Rabbi's Column - April 2026

Dear Friends,

Did you know that the Statue of Liberty has a Jewish story? Our Confirmation Class discovered the statue’s foundations — both literal and figurative — on our recent trip to New York City.

The story begins with a great Jewish American who should be a household name: Emma Lazarus. Born to a prominent Sephardic family in the 1840s, she was already a published author by age 14. By the 1880s, hundreds of thousands of Jews were fleeing violent Russian pogroms. Bearing witness to the plight of her people, Lazarus dedicated much of her life to aiding migrants in distress. She volunteered at New York’s Ward’s Island, which at that time served as a first point of arrival for new immigrants, as well as a hospital for the ill and infirm. She was an early volunteer in the Hebrew Immigrant Aid Society, today known as HIAS.

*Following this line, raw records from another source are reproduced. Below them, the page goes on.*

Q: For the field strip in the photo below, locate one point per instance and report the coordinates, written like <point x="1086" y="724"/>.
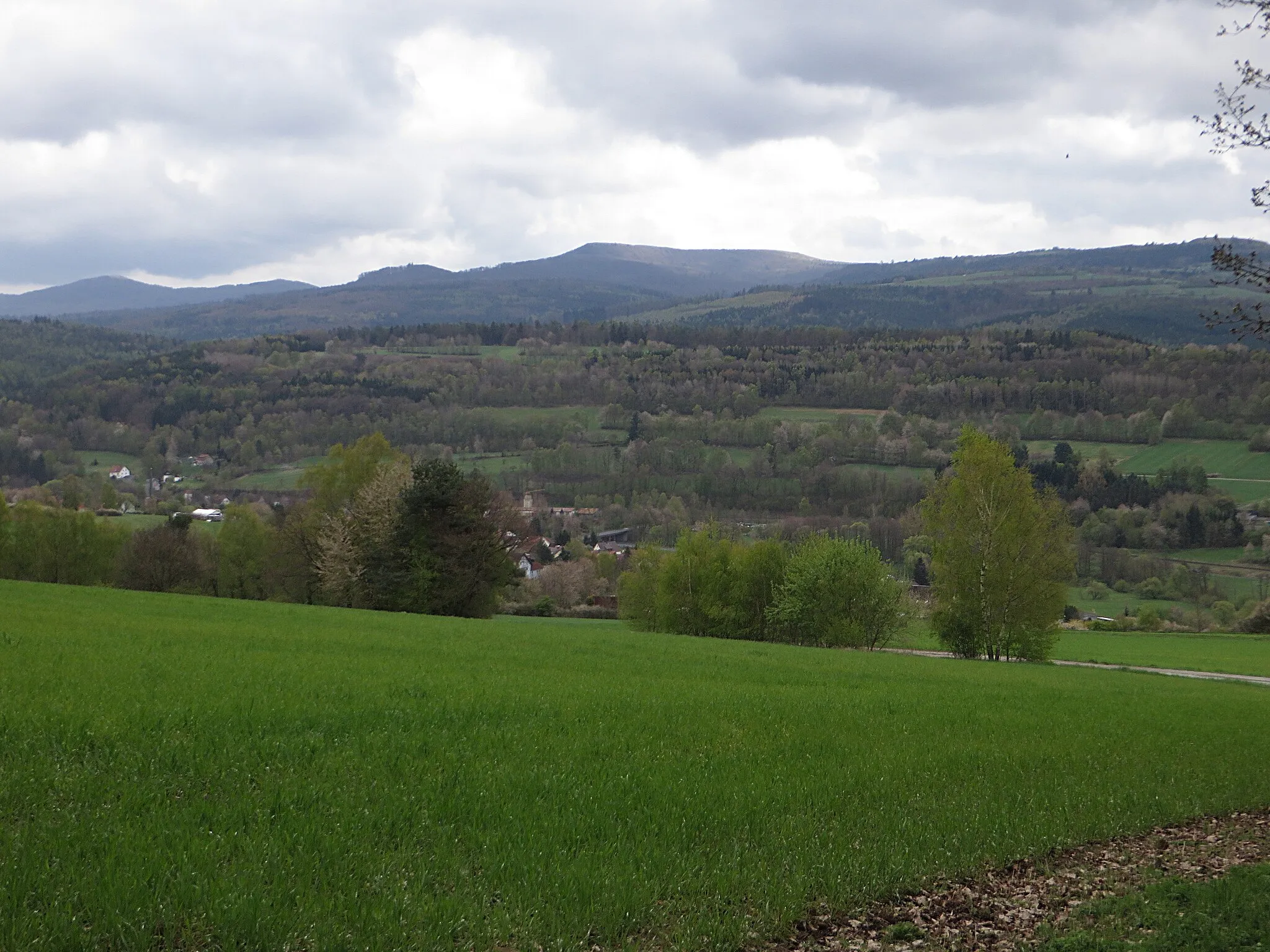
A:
<point x="1171" y="672"/>
<point x="1005" y="908"/>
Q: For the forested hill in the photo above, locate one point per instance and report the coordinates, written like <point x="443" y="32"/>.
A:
<point x="1152" y="293"/>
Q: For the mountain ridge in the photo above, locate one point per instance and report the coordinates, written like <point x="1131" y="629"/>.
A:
<point x="1155" y="293"/>
<point x="113" y="293"/>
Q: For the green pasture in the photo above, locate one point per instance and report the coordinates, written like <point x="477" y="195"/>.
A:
<point x="586" y="415"/>
<point x="1233" y="654"/>
<point x="1217" y="557"/>
<point x="1174" y="915"/>
<point x="1228" y="457"/>
<point x="492" y="464"/>
<point x="196" y="774"/>
<point x="145" y="521"/>
<point x="278" y="478"/>
<point x="1114" y="604"/>
<point x="810" y="414"/>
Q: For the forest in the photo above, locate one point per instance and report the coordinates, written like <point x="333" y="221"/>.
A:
<point x="769" y="432"/>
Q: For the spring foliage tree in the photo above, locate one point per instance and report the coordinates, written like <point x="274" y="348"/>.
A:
<point x="709" y="586"/>
<point x="827" y="592"/>
<point x="837" y="593"/>
<point x="1002" y="555"/>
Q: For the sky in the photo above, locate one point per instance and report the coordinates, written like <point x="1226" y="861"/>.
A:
<point x="214" y="141"/>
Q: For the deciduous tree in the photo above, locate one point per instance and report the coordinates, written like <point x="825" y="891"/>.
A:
<point x="837" y="593"/>
<point x="1002" y="553"/>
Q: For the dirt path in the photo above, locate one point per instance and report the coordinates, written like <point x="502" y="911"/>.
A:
<point x="1171" y="672"/>
<point x="1002" y="909"/>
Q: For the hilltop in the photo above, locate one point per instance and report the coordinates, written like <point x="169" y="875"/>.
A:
<point x="1153" y="293"/>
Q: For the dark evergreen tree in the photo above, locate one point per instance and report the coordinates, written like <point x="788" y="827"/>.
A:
<point x="451" y="545"/>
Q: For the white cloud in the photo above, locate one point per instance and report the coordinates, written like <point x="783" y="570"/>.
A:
<point x="205" y="143"/>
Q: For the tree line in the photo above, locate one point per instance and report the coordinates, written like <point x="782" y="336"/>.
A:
<point x="378" y="532"/>
<point x="1001" y="557"/>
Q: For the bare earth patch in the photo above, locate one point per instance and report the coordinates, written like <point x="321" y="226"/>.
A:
<point x="1002" y="909"/>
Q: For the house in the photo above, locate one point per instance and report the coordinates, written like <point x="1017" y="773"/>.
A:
<point x="614" y="541"/>
<point x="535" y="500"/>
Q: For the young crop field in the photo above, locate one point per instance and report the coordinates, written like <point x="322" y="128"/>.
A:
<point x="200" y="774"/>
<point x="278" y="478"/>
<point x="144" y="521"/>
<point x="1228" y="457"/>
<point x="1232" y="654"/>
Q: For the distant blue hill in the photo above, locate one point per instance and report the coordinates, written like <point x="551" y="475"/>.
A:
<point x="109" y="294"/>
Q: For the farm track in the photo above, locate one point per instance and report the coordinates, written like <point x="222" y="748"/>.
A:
<point x="1171" y="672"/>
<point x="1005" y="909"/>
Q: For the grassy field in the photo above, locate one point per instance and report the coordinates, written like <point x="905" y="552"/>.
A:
<point x="810" y="414"/>
<point x="1233" y="654"/>
<point x="492" y="464"/>
<point x="1245" y="477"/>
<point x="198" y="774"/>
<point x="278" y="478"/>
<point x="1226" y="914"/>
<point x="144" y="521"/>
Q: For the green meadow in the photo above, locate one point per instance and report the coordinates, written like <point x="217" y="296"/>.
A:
<point x="1232" y="654"/>
<point x="208" y="775"/>
<point x="1245" y="477"/>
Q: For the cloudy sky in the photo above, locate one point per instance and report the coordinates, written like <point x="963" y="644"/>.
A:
<point x="195" y="141"/>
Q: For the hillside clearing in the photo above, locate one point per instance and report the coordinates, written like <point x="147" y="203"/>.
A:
<point x="253" y="775"/>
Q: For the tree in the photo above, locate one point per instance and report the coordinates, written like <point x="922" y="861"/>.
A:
<point x="347" y="469"/>
<point x="243" y="549"/>
<point x="1236" y="125"/>
<point x="451" y="552"/>
<point x="357" y="553"/>
<point x="171" y="558"/>
<point x="56" y="545"/>
<point x="1002" y="553"/>
<point x="837" y="593"/>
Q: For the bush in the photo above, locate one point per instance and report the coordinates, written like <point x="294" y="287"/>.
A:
<point x="827" y="592"/>
<point x="1259" y="621"/>
<point x="1148" y="620"/>
<point x="1225" y="614"/>
<point x="837" y="593"/>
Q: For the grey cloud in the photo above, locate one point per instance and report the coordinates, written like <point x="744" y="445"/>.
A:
<point x="303" y="113"/>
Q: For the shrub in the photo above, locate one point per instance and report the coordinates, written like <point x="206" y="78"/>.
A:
<point x="837" y="593"/>
<point x="1225" y="614"/>
<point x="1259" y="621"/>
<point x="1148" y="620"/>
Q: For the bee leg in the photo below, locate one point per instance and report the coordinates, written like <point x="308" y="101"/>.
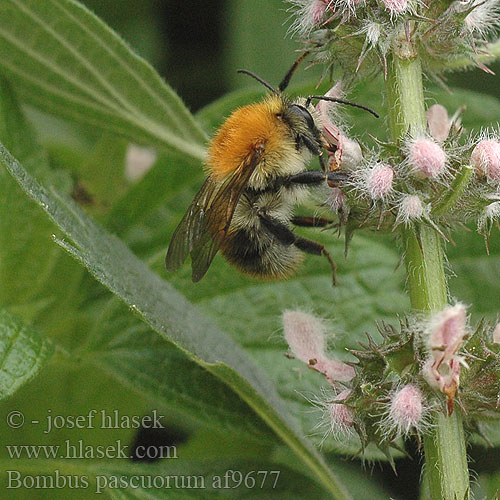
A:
<point x="287" y="237"/>
<point x="312" y="221"/>
<point x="314" y="178"/>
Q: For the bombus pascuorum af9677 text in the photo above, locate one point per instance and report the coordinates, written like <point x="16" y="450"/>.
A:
<point x="256" y="175"/>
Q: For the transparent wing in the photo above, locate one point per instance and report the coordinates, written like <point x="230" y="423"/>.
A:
<point x="204" y="227"/>
<point x="192" y="228"/>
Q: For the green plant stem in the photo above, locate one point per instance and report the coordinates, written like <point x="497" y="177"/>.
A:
<point x="446" y="469"/>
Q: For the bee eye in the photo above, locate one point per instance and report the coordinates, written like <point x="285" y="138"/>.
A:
<point x="304" y="114"/>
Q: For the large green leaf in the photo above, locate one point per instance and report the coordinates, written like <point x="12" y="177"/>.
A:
<point x="65" y="60"/>
<point x="171" y="315"/>
<point x="23" y="352"/>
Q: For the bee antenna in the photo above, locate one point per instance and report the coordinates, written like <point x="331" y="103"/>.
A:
<point x="259" y="79"/>
<point x="286" y="80"/>
<point x="341" y="101"/>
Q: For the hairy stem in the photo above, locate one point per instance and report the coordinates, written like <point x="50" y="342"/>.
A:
<point x="446" y="469"/>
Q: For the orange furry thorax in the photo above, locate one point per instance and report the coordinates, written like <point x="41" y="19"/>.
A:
<point x="246" y="129"/>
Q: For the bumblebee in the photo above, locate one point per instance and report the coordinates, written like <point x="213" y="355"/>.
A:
<point x="256" y="175"/>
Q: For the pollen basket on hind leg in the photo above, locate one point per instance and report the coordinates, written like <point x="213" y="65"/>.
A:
<point x="248" y="127"/>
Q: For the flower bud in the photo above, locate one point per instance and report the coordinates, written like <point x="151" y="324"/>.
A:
<point x="138" y="161"/>
<point x="379" y="181"/>
<point x="485" y="158"/>
<point x="448" y="332"/>
<point x="426" y="157"/>
<point x="339" y="416"/>
<point x="336" y="199"/>
<point x="305" y="335"/>
<point x="335" y="371"/>
<point x="396" y="6"/>
<point x="317" y="11"/>
<point x="438" y="122"/>
<point x="496" y="334"/>
<point x="406" y="409"/>
<point x="410" y="208"/>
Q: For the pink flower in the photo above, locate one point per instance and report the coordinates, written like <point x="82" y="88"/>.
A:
<point x="305" y="335"/>
<point x="427" y="157"/>
<point x="396" y="6"/>
<point x="447" y="333"/>
<point x="410" y="208"/>
<point x="335" y="371"/>
<point x="438" y="122"/>
<point x="496" y="334"/>
<point x="485" y="158"/>
<point x="406" y="409"/>
<point x="379" y="181"/>
<point x="339" y="416"/>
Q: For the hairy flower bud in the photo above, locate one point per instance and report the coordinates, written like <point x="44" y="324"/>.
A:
<point x="496" y="334"/>
<point x="410" y="208"/>
<point x="379" y="181"/>
<point x="485" y="158"/>
<point x="336" y="200"/>
<point x="396" y="6"/>
<point x="334" y="370"/>
<point x="426" y="157"/>
<point x="338" y="416"/>
<point x="406" y="409"/>
<point x="305" y="335"/>
<point x="438" y="122"/>
<point x="447" y="332"/>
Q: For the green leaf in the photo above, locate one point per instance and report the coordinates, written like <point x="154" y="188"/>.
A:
<point x="168" y="175"/>
<point x="73" y="65"/>
<point x="131" y="353"/>
<point x="23" y="352"/>
<point x="172" y="316"/>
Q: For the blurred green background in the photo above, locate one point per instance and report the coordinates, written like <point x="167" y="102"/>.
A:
<point x="197" y="46"/>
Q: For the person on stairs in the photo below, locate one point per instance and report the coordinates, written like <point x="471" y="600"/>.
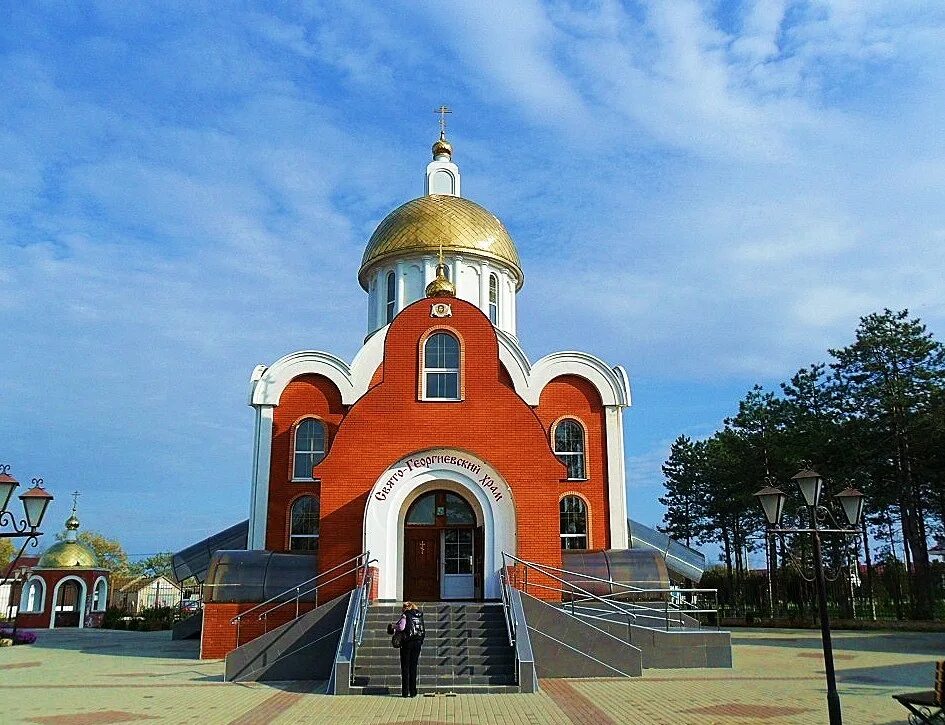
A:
<point x="411" y="624"/>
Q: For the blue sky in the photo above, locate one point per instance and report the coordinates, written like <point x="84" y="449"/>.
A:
<point x="709" y="194"/>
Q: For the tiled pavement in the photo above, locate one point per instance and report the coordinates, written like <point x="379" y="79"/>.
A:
<point x="93" y="677"/>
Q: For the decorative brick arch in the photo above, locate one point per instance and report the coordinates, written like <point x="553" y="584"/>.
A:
<point x="450" y="469"/>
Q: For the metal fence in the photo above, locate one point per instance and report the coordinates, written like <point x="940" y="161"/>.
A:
<point x="887" y="592"/>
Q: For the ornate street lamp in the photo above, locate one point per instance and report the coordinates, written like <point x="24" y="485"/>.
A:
<point x="35" y="502"/>
<point x="810" y="484"/>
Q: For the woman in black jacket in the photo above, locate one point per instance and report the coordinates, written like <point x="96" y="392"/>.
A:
<point x="411" y="624"/>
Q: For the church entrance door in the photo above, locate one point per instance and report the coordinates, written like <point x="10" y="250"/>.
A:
<point x="67" y="604"/>
<point x="421" y="570"/>
<point x="441" y="561"/>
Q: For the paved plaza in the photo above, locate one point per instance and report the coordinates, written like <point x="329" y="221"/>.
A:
<point x="89" y="677"/>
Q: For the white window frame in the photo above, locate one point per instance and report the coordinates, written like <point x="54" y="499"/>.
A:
<point x="296" y="451"/>
<point x="582" y="454"/>
<point x="494" y="299"/>
<point x="30" y="586"/>
<point x="315" y="536"/>
<point x="587" y="516"/>
<point x="454" y="371"/>
<point x="390" y="297"/>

Lazarus concretized what became her life’s vocation into a powerful poem. Calling it The New Colossus, she drew a contrast between the imposing, martial Colossus of Rhodes and the welcoming, maternal Lady Liberty. She penned the poem as part of an effort to raise funds for the statue’s completion. Rediscovered some years later, the poem became so popular that it was engraved on a plaque in the statue’s base, where it remains today. You know the famous refrain:

Not like the brazen giant of Greek fame,
With conquering limbs astride from land to land;
Here at our sea-washed, sunset gates shall stand
A mighty woman with a torch, whose flame
Is the imprisoned lightning, and her name
Mother of Exiles. From her beacon-hand
Glows world-wide welcome; her mild eyes command
The air-bridged harbor that twin cities frame.
“Keep, ancient lands, your storied pomp!” cries she
With silent lips. “Give me your tired, your poor,
Your huddled masses yearning to breathe free,
The wretched refuse of your teeming shore.
Send these, the homeless, tempest-tost to me,
I lift my lamp beside the golden door!”

Our confirmation class recited these words in New York Harbor as we traced the immigrant stories that unite us. We visited two historic synagogues, as well as the tenement museum, where families of 10 or more routinely shared 350 square feet. So many of us have ancestors who braved these conditions in search of a better life. Do you know your family’s immigration story?

As time goes on, each generation feels increasingly distant from our forebears. On one hand, this is a success: our teenagers feel the comforts of modern life as full Americans. On the other hand, oppression has shaped Jewish identity in profound ways. And even if we are determined to forget this dimension of our history, it seems the world will always stand ready to remind us. When we understand where we come from, we better understand ourselves.

The Jewish story is one of outsidership. Abraham, the very first Hebrew, famously described himself as a “stranger in a strange land.” That very word, Hebrew (“ivri”), refers to crossing between places - an identity that passes from here to there, but doesn’t always fit solely in either place.

At Pesach, we sit down with family to tell our freedom story. The Haggadah explains that its own narrative arc proceeds from g’nut l’shevach - degradation to praise. Avadim Hayinu, we cry! We were slaves, and now we are free.

We are further instructed to see ourselves, individually, as if we all came out of Egypt. The collective memory, in other words, becomes our personal responsibility.

Our confirmation students have been examining this history all year, in conversation with their family stories. I hope that they felt the weight of that history on our visit to New York. It is a history that imbues us with privilege, as well as profound responsibility. This year marks 250 years of the American experiment. What a wonderful opportunity for all of us to discover (or rediscover) our own family stories.

Each year Passover bids us remember:

We were slaves, so we must fight for the oppressed.
We know the pain of the outsider. And so, we are called, like Emma Lazarus, to aid the outsiders among us.

This year we are here, next year in the land of Israel.
This year, many are in chains. Next year, may all be free.